Definition of Fiscal imbalance:
Occurs when all of a governments future debt obligations are different from its future streams of income. These streams of income as well as the obligations are measured at their present values. They will then be discounted at the risk free rate with a certain spread added.
Fiscal imbalance refers to a situation where all of the future debt obligations of a government are different from the future income streams. There are two types of imbalance that can impact a government's expenditures and revenues: vertical fiscal imbalance and horizontal fiscal imbalance. The obligations and the income streams are measured at their respective present values and will be discounted at the risk-free rate plus a certain spread. .
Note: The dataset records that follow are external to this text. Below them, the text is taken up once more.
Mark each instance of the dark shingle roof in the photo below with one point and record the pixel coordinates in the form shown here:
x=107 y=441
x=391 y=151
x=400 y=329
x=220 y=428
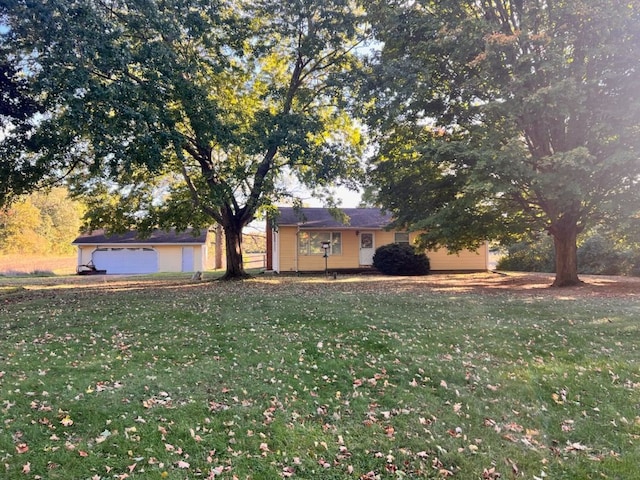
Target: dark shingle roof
x=362 y=218
x=157 y=237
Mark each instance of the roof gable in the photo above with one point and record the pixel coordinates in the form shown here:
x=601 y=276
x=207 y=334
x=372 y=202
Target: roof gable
x=309 y=218
x=156 y=237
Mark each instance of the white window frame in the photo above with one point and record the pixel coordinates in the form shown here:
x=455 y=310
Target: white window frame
x=310 y=246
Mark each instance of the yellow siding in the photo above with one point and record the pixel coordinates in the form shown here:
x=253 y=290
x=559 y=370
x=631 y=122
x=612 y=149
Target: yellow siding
x=465 y=260
x=290 y=261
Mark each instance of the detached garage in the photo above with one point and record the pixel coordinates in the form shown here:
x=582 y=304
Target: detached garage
x=129 y=254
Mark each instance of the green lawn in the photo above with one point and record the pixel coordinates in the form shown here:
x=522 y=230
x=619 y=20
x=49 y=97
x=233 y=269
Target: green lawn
x=360 y=377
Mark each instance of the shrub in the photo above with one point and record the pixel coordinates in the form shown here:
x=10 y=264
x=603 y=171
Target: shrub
x=400 y=259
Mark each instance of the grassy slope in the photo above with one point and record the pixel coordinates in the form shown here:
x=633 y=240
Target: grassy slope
x=153 y=378
x=26 y=264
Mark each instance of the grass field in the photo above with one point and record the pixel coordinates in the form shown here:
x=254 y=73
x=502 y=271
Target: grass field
x=354 y=378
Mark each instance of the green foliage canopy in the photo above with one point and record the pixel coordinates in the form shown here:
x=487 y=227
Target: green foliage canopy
x=503 y=117
x=188 y=111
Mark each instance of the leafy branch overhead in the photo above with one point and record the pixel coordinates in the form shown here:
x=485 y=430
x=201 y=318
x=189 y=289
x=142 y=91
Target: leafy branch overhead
x=216 y=99
x=500 y=118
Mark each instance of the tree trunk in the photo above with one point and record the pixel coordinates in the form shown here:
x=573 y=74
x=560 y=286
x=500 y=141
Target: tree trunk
x=218 y=247
x=565 y=234
x=233 y=243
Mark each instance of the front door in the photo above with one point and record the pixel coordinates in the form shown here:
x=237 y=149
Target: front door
x=367 y=248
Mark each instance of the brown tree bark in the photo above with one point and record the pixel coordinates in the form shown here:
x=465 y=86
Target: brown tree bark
x=218 y=247
x=565 y=233
x=233 y=244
Fiscal imbalances can occur for a government at any given time. If there is a sustained positive fiscal imbalance, then tax revenues will likely increase in the future, causing current and future household consumption to fall.
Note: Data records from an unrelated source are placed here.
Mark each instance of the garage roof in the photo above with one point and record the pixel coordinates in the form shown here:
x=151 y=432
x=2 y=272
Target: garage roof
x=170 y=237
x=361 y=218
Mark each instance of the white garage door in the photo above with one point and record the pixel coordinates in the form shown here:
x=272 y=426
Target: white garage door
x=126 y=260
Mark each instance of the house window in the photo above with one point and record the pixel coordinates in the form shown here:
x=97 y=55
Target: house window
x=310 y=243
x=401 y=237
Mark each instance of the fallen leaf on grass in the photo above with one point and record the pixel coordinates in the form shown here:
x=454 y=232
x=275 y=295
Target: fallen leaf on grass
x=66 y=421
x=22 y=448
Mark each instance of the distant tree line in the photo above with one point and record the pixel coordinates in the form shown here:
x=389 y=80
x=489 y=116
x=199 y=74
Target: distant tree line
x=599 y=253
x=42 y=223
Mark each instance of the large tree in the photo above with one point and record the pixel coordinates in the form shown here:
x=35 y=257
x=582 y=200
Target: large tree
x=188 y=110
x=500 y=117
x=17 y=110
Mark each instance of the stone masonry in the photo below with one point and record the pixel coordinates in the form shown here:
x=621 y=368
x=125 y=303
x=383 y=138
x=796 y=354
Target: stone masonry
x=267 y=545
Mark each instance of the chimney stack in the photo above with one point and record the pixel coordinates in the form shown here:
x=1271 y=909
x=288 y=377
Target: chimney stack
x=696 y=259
How to use Fiscal imbalance in a sentence?
- A horizontal fiscal imbalance occurs when revenues do not match expenditures for different regions of the country.
- A vertical fiscal imbalance occurs when revenues do not match expenditures for different government levels.
- Fiscal imbalance occurs when there is a mismatch between a government's future debt obligations and future income streams.
- Vertical and horizontal fiscal imbalance are the two types of imbalance that can impact a government's expenditures and revenues.